Notably, although some historians were consulted through preview screenings in relation to how facts are portrayed none of them appear on screen.  A BBC version of this documentary would probably have included a couple of Phds as talking heads but the material instead is connected together through Peter Coyote's sober reading of Geoffrey C. Ward's script.  Somehow The Vietnam War manages to have a point of view - that the conflict was a disastrous mess with heroism and horror on all sides -- without significant editorialising in the voice over.  Again that's the difference from the BBC approach; we tend to favour a presenter led format which just sometimes can be a distraction from the narrative being reviewed.

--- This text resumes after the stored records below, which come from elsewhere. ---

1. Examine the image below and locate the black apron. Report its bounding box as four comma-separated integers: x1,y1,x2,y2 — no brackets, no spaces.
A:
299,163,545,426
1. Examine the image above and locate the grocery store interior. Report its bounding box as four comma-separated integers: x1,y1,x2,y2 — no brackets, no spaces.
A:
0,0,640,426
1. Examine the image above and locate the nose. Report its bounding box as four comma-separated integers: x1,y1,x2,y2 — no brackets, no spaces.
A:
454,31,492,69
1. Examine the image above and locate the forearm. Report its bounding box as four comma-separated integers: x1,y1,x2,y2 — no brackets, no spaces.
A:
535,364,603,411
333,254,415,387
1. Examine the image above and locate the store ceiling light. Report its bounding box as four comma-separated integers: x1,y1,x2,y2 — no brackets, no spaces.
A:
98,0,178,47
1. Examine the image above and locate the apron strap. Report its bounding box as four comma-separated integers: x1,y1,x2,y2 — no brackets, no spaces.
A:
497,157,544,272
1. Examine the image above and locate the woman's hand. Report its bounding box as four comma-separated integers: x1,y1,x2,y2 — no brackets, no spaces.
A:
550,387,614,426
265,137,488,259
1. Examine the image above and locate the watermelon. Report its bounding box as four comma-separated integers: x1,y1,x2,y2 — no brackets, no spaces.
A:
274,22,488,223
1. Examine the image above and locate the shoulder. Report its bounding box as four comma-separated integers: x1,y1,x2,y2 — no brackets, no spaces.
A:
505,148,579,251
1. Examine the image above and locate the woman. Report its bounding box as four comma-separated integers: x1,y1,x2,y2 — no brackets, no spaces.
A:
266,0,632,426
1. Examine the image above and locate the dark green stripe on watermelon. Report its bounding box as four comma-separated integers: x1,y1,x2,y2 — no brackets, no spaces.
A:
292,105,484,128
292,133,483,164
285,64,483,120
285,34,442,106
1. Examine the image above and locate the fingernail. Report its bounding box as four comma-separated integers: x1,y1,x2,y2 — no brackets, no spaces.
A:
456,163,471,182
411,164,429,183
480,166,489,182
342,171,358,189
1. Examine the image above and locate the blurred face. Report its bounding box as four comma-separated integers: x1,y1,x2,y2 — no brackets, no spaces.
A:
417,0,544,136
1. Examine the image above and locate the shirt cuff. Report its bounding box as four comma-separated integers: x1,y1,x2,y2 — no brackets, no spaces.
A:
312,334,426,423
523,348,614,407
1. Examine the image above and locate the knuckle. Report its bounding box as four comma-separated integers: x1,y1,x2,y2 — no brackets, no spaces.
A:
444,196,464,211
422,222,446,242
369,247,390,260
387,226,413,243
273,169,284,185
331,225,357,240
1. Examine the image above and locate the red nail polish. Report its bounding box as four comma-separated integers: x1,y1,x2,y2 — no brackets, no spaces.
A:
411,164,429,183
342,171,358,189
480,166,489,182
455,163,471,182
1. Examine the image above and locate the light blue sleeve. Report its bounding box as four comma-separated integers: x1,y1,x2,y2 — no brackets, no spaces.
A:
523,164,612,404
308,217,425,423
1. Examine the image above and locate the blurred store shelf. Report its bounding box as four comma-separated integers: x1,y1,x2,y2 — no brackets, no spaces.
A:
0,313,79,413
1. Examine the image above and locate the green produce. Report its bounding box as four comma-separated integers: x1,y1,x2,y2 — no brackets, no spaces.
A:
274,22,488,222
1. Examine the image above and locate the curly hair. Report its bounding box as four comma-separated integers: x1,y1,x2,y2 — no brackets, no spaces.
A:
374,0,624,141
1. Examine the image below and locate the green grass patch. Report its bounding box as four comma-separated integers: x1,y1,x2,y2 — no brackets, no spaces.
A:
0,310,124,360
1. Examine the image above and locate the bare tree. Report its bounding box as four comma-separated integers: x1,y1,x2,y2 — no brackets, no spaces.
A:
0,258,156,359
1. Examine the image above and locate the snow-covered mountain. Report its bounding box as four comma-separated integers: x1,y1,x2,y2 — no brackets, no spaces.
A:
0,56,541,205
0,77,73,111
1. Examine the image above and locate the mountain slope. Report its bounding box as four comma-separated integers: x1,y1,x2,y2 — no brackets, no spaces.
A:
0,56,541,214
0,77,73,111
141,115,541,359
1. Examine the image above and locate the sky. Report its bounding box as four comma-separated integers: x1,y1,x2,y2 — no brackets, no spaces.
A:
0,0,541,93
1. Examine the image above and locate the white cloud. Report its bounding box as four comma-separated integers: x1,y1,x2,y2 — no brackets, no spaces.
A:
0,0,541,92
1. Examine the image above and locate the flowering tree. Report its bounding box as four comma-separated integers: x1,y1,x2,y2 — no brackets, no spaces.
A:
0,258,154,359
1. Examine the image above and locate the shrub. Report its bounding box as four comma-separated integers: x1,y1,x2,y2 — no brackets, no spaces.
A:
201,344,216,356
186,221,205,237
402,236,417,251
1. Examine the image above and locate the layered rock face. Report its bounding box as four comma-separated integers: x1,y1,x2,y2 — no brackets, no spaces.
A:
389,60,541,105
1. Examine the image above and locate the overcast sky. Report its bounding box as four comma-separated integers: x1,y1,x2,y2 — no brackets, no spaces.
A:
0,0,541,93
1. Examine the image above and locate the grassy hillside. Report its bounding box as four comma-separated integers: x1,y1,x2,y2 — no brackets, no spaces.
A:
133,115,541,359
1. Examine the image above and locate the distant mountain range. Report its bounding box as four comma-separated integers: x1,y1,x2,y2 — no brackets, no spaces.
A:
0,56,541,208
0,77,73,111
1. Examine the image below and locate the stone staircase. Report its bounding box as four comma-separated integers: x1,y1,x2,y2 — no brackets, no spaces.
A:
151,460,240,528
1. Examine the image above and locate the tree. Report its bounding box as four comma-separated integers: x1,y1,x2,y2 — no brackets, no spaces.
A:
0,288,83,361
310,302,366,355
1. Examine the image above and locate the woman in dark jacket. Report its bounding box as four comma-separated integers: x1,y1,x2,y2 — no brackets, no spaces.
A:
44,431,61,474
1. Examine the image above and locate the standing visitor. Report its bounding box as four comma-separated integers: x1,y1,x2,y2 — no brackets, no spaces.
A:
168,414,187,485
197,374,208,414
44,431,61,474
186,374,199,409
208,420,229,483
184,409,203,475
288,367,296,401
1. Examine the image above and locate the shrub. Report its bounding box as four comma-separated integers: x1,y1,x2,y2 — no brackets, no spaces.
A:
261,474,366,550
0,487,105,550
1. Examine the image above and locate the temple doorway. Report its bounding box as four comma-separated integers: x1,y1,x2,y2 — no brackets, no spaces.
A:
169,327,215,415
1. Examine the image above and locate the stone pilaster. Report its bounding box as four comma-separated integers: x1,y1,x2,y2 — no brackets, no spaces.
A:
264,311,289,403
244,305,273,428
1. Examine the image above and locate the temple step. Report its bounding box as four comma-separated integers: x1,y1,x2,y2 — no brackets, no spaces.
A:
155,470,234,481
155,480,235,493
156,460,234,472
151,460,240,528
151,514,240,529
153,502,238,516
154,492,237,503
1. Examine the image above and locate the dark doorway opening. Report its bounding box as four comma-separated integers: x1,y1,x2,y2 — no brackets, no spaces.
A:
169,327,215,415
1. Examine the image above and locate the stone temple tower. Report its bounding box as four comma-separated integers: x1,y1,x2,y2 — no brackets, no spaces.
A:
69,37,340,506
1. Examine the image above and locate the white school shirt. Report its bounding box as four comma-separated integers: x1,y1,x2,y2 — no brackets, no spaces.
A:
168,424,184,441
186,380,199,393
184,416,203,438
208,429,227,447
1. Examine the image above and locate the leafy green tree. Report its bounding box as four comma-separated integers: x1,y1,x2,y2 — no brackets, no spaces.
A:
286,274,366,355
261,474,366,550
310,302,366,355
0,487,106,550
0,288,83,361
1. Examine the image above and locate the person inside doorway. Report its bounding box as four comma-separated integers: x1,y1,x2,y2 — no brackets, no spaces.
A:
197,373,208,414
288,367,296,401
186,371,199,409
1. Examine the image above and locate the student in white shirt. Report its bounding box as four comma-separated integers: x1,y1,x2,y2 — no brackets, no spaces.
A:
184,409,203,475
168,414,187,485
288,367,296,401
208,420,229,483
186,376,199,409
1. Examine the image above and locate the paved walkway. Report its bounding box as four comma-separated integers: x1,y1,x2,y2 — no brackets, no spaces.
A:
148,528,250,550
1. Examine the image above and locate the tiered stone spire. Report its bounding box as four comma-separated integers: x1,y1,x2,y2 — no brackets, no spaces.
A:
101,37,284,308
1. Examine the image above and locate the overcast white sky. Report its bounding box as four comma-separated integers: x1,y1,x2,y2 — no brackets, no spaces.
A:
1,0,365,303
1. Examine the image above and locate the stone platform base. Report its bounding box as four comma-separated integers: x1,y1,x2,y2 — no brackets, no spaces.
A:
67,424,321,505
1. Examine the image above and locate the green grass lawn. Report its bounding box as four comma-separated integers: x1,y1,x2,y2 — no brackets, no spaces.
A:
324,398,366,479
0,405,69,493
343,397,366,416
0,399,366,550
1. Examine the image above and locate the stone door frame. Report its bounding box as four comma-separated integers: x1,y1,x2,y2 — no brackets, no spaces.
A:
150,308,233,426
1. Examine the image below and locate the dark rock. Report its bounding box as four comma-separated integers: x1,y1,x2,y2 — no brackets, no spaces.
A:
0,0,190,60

From an outsider perspective, despite the comprehensive aims of the series there do seem to be omissions.  Although there's some talk of how Vietnam's economy became reliant on the US forces for providing resources and entertainment, with the exception of a single medic who became famous for criticising the war while she was on active duty, there's nothing of the voices of those outside the combat zone, who worked in ordinance and the effort of supplying the army and the fringes, those working for the US army but didn't pick up a weapon, the Adrian Cronauers.  Largely ignored too is how pop culture reacted to the war and the effect that had on public opinion before and since.  Often we're told that the public were turning against the war with the suggestion this was purely caused by the nightly news.  The reality is always more complex than that.

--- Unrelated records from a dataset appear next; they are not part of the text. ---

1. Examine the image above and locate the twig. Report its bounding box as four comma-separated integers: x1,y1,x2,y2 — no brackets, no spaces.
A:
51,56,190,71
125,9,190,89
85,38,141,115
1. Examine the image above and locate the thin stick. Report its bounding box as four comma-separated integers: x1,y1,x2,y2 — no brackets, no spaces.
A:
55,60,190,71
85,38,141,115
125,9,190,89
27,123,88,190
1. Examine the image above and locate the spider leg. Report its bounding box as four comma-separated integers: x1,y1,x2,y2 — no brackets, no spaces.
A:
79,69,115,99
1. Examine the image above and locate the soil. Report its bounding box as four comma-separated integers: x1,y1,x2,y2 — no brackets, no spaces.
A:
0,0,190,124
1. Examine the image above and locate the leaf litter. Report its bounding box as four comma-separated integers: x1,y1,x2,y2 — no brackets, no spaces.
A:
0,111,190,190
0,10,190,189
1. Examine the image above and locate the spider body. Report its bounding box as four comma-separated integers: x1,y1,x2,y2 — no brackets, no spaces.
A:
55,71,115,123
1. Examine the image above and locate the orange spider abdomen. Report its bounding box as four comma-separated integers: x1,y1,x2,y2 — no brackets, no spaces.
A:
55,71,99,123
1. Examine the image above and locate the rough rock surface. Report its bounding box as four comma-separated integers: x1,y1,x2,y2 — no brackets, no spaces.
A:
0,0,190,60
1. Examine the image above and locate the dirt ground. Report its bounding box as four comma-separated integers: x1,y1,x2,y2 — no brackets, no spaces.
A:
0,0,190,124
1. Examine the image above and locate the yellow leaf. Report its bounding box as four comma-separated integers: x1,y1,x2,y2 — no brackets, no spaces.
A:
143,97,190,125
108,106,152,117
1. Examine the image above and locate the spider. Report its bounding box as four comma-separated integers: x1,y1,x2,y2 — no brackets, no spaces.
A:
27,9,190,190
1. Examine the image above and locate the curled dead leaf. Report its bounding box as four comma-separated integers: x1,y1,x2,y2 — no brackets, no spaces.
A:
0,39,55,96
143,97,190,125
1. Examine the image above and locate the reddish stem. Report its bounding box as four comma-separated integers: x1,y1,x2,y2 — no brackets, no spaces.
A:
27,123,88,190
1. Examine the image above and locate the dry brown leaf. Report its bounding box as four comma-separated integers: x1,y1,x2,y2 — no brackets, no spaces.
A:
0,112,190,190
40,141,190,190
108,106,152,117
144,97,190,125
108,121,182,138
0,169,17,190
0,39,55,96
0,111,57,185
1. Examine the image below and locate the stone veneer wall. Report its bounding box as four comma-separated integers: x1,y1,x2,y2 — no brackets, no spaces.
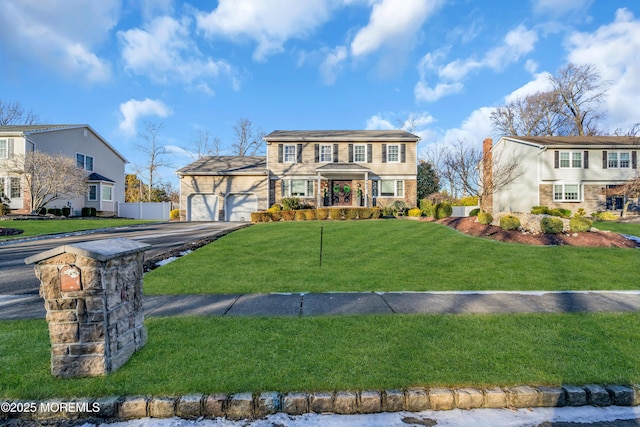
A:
27,239,149,377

But most damagingly, despite the aim to bring voices from all sides to the screen, the bias is still expositionally in favour of those from the US.  American witnesses are given extensive back story, from birthplaces and family details to why they signed up either through volunteering or conscription.  Vietnamese participants on the other hand are barely provided with an historic footprint, no sense of where they came from, what led them to fight.  There are fragments, of a family split across factional lines and having to choose whether to stay in Saigon know a sibling is about to return home as part of the invading army.  But the emotional weight overall is definitely with the programme's country of origin.

The use of archive material is exhilarating but often confusing.  The section about the massacre at Kent State University benefits from footage unseen since it was shot during the protest, the bloodbath and the aftermath and we're absolutely clear of the timeline and what we're watching.  But during Vietnam skirmishes, which mix colour and monochrome footage, we're often unsure if the material we're seeing represents the military action being described or illustrative examples of the kinds of things which happened.  The credits also include a disclaimer indicating that some of the footage may be been restaged after the fact and it's often distracting to hear the description of an event and not knowing if the images are of that same event.

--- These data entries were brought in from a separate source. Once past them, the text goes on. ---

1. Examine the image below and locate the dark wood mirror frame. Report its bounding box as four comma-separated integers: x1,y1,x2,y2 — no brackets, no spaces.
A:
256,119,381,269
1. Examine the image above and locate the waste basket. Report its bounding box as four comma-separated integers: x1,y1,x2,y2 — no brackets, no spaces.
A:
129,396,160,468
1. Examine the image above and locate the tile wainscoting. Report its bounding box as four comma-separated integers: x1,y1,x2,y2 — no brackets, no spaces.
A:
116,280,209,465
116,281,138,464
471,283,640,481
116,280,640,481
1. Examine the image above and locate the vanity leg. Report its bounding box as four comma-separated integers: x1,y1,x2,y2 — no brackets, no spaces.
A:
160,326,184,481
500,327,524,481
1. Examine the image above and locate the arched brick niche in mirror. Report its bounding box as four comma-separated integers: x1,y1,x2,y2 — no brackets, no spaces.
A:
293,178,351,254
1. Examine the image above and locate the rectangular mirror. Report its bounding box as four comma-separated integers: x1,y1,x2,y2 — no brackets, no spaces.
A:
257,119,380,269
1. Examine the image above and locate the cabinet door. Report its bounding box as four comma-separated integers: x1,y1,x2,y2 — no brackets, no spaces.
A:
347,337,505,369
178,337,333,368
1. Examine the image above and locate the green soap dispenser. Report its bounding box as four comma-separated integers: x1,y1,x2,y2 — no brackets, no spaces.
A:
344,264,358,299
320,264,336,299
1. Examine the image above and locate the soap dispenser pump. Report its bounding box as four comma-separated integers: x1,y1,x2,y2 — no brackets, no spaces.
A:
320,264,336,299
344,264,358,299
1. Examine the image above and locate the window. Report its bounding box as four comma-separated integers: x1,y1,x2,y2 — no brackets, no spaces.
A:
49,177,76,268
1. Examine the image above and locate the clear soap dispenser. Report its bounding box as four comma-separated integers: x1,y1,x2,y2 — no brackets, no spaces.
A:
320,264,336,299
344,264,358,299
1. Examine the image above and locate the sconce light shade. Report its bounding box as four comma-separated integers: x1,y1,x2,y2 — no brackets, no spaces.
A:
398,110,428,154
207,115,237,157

None of which should draw away from what is an impressive achievement.  As with similar exercises, The World at War springs to mind, it's impossible that I can now look at the film and television about the conflict without a new perspective and an appreciation for how authentic or not those filmmakers have been in presenting the conflict.  If nothing else, it demonstrates just how narrow in subject films about Vietnam have been, focusing on the military at the expense of civilians.   Now that we live again in a time when a pointless war in East Asia feels inevitable to promote ideologies and defend geography, this is the kind of document feels very relevant even if those involved are unlikely to ever watch it.

THE VIETNAM WAR is currently airing on PBS America (Freeview 94, Freesat 155, Virgin 276 and Sky 534). A complete boxed set is also available. Review copy supplied.